Le travail photographique de Burkhard commence en 1965, en collaboration avec la Kunsthalle de Berne, le musée d'art de sa ville natale. Très vite, il s'oriente vers la production de grands formats sériels, le plus souvent en noir et blanc. En 1974, il se rend aux Etats-Unis dans le but de devenir acteur à Hollywood ; il sera en lieu et place professeur à l'université de l'Illinois à Chicago. Il multiplie les expositions personnelles aux États-Unis et dans son pays natal principalement ; il sera invité en 2007 à la grande rétrospective Courbet organisée par le Grand Palais.

 

 

 

 

SECRET VULVAIRE

 

 

         Balthasar Burkhard est Suisse. Son Origine nous apprend que la vulve helvète -toute calviniste soit-elle- se trouve très en parenté anatomique avec la française de Courbet, si tant est, bien entendu, que nous attribuions la nationalité d'un sexe à celle de l'artiste qui l'immortalise, ce qui, somme toute, est une gageure, car le cadrage sans visage de ce corps le rend par définition universel. Ces sexes sont anonymes et secrets comme un compte suisse ; L'Origine du monde, c'est la version vulvaire du secret bancaire ; dans un cas, c'est une invitation à l'évasion fiscale, dans l'autre, à une évasion libidinale. A chacun son impudeur...

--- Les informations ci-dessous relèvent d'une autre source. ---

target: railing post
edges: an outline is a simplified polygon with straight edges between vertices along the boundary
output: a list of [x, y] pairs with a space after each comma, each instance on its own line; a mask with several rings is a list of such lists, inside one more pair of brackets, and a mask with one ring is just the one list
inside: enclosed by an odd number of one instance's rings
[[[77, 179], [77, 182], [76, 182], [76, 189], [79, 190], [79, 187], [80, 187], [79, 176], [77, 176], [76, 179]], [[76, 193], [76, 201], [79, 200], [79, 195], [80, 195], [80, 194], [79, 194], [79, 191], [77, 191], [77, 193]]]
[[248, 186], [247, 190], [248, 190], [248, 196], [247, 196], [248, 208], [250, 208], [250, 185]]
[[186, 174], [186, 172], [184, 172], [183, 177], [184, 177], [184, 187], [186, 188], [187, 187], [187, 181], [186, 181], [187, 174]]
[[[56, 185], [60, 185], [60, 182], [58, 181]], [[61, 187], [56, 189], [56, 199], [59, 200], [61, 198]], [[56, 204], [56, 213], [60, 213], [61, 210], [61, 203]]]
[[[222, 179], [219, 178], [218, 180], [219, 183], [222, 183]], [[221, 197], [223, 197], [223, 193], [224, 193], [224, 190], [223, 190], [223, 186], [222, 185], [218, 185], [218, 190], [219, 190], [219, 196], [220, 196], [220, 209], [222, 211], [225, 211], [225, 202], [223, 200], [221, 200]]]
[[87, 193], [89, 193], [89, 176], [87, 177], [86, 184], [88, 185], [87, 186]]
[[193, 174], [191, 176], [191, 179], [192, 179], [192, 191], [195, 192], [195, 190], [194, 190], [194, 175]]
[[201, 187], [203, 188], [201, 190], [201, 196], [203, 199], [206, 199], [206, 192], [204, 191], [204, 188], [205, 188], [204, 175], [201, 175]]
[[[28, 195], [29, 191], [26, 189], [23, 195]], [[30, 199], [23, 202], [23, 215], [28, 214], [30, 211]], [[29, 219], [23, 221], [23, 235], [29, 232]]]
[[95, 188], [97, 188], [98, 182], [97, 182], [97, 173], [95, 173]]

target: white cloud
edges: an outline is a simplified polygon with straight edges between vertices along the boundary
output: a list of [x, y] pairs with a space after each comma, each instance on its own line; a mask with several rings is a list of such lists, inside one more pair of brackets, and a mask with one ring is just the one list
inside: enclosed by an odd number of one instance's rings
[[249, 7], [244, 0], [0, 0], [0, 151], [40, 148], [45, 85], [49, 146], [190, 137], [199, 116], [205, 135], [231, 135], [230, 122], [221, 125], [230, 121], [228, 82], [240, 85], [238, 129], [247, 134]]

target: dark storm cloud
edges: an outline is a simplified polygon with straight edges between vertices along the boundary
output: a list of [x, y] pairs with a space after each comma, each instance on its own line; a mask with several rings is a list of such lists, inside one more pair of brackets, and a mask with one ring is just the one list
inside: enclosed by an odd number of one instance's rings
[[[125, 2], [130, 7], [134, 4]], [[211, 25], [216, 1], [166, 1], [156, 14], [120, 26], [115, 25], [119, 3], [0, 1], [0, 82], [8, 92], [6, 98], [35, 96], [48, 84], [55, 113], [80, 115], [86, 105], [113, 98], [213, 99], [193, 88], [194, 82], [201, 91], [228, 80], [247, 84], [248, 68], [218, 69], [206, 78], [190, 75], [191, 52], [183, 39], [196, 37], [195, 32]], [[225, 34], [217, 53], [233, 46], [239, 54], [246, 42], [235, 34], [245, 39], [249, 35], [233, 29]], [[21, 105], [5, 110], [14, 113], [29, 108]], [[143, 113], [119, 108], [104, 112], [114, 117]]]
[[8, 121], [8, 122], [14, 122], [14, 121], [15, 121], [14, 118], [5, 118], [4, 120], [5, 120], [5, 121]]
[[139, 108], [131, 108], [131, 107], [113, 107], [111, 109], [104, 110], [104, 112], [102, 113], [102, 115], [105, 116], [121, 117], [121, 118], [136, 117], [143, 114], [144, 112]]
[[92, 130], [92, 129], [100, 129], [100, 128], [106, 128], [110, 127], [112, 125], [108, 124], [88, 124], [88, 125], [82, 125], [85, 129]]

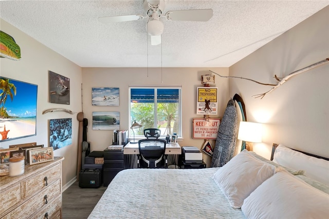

         La Suisse est le pays des banques suisses. C'est aussi l'une des plus ancienne démocratie du monde, qui donna asile au communard Courbet, au moment où son propre pays le vouait aux gémonies. Un accueil bienveillant à en émouvoir l'exilé. Burkhard et Courbet ont ainsi baigné dans les mêmes paysages de montagnes et de lacs ; pas étonnant qu'il en ait réalisé de somptueuses restitutions, chacun à travers son médium. Il y a comme ça, dans les parcours humains, des points d'approche, presque des points d'accroche, qui portent deux destins à se croiser, même mollement, à des années l'un de l'autre. Burkhard et Courbet ont aussi aimé l'univers de la mer, en saisir le flux et le reflux, et exposer en série des vagues. Burkhard et Courbet ont été chacun à leur époque fascinés par le corps humain, s'en sont imprégnés comme d'un paysage alpin ou marin pour finalement en donner des versions qui font dates, riches de sensualité énigmatique. Courbet aimait peindre les animaux, particulièrement les gibiers et les poissons ; Burkhard s'est à sa manière collé à cette même toquade ; Courbet eut sa période fleurs ; Burkhard eut la sienne à son tour. L'on connaît le goût de Courbet pour l'autoportrait ; bingo ! Burkhard en réalise une série en 1977... Il y a comme ça, dans des parcours artistiques, des lignes de force récurrentes qui ponctuent des œuvres à un siècle d'intervalle, avec la même obsession qu'un banquier suisse en quête de fonds étrangers. Il est passé par ici, il repassera par là...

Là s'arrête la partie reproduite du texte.